Bootstrapping method for chunk alignment in phrase based SMT

  • Authors:
  • Santanu Pal;Sivaji Bandyopadhyay

  • Affiliations:
  • Jadavpur University;Jadavpur University

  • Venue:
  • EACL 2012 Proceedings of the Joint Workshop on Exploiting Synergies between Information Retrieval and Machine Translation (ESIRMT) and Hybrid Approaches to Machine Translation (HyTra)
  • Year:
  • 2012

Quantified Score

Hi-index 0.00

Visualization

Abstract

The processing of parallel corpus plays very crucial role for improving the overall performance in Phrase Based Statistical Machine Translation systems (PB-SMT). In this paper the automatic alignments of different kind of chunks have been studied that boosts up the word alignment as well as the machine translation quality. Single-tokenization of Noun-noun MWEs, phrasal preposition (source side only) and reduplicated phrases (target side only) and the alignment of named entities and complex predicates provide the best SMT model for bootstrapping. Automatic bootstrapping on the alignment of various chunks makes significant gains over the previous best English-Bengali PB-SMT system. The source chunks are translated into the target language using the PB-SMT system and the translated chunks are compared with the original target chunk.
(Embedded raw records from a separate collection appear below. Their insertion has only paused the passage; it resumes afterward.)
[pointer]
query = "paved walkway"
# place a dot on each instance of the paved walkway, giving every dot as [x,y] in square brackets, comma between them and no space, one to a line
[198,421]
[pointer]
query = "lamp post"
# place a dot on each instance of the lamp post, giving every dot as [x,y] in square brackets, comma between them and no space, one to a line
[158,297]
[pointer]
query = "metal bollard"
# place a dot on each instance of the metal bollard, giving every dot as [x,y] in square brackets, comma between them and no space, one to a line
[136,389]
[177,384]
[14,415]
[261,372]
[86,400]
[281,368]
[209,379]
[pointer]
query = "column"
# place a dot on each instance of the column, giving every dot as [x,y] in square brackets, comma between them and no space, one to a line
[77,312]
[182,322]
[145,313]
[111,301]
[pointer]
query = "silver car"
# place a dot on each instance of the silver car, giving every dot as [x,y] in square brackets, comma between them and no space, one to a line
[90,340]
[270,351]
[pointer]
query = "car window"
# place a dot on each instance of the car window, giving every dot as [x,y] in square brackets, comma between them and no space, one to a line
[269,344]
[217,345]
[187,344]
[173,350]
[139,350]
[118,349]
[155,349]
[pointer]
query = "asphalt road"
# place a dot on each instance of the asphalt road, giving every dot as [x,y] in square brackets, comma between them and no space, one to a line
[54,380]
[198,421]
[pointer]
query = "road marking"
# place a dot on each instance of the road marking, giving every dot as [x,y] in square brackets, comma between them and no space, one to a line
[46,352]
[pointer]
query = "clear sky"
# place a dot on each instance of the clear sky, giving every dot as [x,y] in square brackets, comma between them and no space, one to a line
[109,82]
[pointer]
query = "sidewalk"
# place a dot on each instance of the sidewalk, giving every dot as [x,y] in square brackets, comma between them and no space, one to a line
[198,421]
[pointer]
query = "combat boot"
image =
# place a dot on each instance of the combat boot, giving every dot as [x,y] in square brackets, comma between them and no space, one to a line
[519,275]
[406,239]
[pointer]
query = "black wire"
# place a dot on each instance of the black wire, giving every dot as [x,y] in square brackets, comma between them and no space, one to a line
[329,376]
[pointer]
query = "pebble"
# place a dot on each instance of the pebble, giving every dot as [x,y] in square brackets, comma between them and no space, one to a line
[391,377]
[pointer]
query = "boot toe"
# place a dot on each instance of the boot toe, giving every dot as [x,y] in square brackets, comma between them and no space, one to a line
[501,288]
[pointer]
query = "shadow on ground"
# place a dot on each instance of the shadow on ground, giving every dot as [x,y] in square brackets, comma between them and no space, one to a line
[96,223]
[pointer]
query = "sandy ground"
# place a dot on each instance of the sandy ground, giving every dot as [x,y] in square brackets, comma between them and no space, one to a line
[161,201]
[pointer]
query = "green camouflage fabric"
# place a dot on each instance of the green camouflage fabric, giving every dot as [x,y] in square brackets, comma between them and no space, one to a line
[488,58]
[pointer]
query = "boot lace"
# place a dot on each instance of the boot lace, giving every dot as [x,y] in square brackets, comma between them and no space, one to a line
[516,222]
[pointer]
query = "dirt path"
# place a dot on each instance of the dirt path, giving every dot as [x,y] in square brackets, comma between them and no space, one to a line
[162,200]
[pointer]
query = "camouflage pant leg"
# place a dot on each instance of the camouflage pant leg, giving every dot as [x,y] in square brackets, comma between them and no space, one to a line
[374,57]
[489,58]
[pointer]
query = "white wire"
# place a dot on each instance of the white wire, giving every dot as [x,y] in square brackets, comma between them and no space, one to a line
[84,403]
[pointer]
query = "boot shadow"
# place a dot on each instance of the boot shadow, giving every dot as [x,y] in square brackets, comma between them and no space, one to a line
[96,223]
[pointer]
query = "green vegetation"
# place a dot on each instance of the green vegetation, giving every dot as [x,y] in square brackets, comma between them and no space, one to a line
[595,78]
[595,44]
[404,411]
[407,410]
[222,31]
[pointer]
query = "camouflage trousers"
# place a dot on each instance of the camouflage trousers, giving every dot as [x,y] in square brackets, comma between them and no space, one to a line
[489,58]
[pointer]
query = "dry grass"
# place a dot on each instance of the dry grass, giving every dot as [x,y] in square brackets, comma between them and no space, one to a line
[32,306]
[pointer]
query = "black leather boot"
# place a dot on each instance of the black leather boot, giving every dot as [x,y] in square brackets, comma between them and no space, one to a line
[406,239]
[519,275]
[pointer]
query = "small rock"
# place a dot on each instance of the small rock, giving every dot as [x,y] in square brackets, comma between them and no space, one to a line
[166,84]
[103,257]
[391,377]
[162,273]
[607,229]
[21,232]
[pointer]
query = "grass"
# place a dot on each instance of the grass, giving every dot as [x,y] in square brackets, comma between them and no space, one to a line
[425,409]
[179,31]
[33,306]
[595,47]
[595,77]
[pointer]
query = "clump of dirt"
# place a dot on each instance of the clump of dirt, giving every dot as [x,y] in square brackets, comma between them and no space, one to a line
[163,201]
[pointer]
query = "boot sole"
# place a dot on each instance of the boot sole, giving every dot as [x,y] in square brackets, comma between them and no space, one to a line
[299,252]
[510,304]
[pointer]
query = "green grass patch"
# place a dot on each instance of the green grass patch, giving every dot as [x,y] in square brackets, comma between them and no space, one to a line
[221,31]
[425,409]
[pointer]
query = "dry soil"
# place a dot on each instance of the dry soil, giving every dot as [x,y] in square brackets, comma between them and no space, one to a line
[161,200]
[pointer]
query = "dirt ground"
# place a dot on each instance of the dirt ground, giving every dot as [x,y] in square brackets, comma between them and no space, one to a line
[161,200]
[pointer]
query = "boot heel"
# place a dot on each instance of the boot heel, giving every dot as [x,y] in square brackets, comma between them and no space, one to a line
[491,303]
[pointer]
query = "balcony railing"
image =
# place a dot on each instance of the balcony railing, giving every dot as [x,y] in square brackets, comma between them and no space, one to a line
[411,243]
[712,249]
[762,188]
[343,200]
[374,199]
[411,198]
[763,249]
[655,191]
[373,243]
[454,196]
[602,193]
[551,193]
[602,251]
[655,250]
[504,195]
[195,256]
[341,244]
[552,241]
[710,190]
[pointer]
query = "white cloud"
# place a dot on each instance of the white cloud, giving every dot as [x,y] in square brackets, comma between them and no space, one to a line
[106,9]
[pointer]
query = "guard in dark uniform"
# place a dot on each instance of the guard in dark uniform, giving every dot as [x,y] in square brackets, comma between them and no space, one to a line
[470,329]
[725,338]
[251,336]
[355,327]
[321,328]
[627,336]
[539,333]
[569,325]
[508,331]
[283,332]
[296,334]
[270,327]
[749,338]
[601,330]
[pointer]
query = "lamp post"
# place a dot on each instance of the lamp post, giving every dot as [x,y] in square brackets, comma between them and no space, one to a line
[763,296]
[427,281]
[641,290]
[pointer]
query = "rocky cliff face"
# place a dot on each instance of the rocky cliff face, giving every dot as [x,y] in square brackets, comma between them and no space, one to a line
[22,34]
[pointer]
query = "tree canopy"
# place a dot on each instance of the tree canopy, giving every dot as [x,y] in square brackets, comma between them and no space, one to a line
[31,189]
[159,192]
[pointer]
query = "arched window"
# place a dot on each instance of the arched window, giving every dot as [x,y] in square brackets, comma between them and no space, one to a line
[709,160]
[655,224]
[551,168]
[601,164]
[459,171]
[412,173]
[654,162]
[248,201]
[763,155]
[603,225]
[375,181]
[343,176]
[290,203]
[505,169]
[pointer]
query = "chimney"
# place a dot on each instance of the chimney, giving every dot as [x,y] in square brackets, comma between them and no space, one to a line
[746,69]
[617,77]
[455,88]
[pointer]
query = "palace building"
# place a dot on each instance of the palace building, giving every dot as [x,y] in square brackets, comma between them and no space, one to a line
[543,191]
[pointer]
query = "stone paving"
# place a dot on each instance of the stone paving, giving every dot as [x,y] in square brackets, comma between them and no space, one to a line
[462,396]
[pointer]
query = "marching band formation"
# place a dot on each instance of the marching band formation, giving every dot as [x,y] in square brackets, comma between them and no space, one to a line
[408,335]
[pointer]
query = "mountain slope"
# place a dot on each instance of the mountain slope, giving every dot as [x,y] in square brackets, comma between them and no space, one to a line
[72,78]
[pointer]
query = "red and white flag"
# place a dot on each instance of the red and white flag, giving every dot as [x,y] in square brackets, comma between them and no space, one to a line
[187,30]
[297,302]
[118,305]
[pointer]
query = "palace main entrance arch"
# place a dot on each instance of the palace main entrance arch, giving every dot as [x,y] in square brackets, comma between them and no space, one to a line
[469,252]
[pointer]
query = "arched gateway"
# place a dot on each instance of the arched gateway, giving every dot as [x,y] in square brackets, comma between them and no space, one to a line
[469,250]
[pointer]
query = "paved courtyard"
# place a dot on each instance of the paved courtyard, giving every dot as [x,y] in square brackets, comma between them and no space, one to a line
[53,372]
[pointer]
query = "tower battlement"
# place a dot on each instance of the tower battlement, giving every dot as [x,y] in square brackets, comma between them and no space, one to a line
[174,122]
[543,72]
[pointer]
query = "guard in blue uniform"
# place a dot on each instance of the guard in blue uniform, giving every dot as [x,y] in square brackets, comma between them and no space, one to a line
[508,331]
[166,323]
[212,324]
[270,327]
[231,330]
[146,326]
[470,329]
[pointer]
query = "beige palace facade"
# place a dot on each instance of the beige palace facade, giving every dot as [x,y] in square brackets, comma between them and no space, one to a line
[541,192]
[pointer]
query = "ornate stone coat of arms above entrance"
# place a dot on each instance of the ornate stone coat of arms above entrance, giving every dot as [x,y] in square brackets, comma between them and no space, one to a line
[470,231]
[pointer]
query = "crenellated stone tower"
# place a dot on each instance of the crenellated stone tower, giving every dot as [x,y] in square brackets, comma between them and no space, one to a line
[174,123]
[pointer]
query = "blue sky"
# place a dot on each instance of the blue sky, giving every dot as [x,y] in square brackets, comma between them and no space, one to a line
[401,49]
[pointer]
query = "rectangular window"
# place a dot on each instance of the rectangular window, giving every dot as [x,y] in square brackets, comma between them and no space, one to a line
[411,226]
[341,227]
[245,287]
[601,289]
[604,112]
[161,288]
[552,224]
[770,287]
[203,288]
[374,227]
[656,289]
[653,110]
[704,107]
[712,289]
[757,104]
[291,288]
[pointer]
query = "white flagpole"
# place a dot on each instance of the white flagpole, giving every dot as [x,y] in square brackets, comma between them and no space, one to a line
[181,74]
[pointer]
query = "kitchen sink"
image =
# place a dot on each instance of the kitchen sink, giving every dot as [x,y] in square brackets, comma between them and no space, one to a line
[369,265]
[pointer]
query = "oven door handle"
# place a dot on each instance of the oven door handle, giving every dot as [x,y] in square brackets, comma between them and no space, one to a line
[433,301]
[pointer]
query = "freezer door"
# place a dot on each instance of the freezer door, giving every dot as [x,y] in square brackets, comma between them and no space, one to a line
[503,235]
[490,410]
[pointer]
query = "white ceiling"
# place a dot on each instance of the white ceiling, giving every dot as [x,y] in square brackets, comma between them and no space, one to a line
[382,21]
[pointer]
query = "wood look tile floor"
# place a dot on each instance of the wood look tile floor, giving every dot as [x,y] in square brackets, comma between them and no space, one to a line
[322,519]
The aligned chunks increase the size of the parallel corpus. The processes are run in a bootstrapping manner until all the source chunks have been aligned with the target chunks or no new chunk alignment is identified by the bootstrapping process. The proposed system achieves significant improvements (2.25 BLEU over the best System and 8.63 BLEU points absolute over the baseline system, 98.74% relative improvement over the baseline system) on an English- Bengali translation task.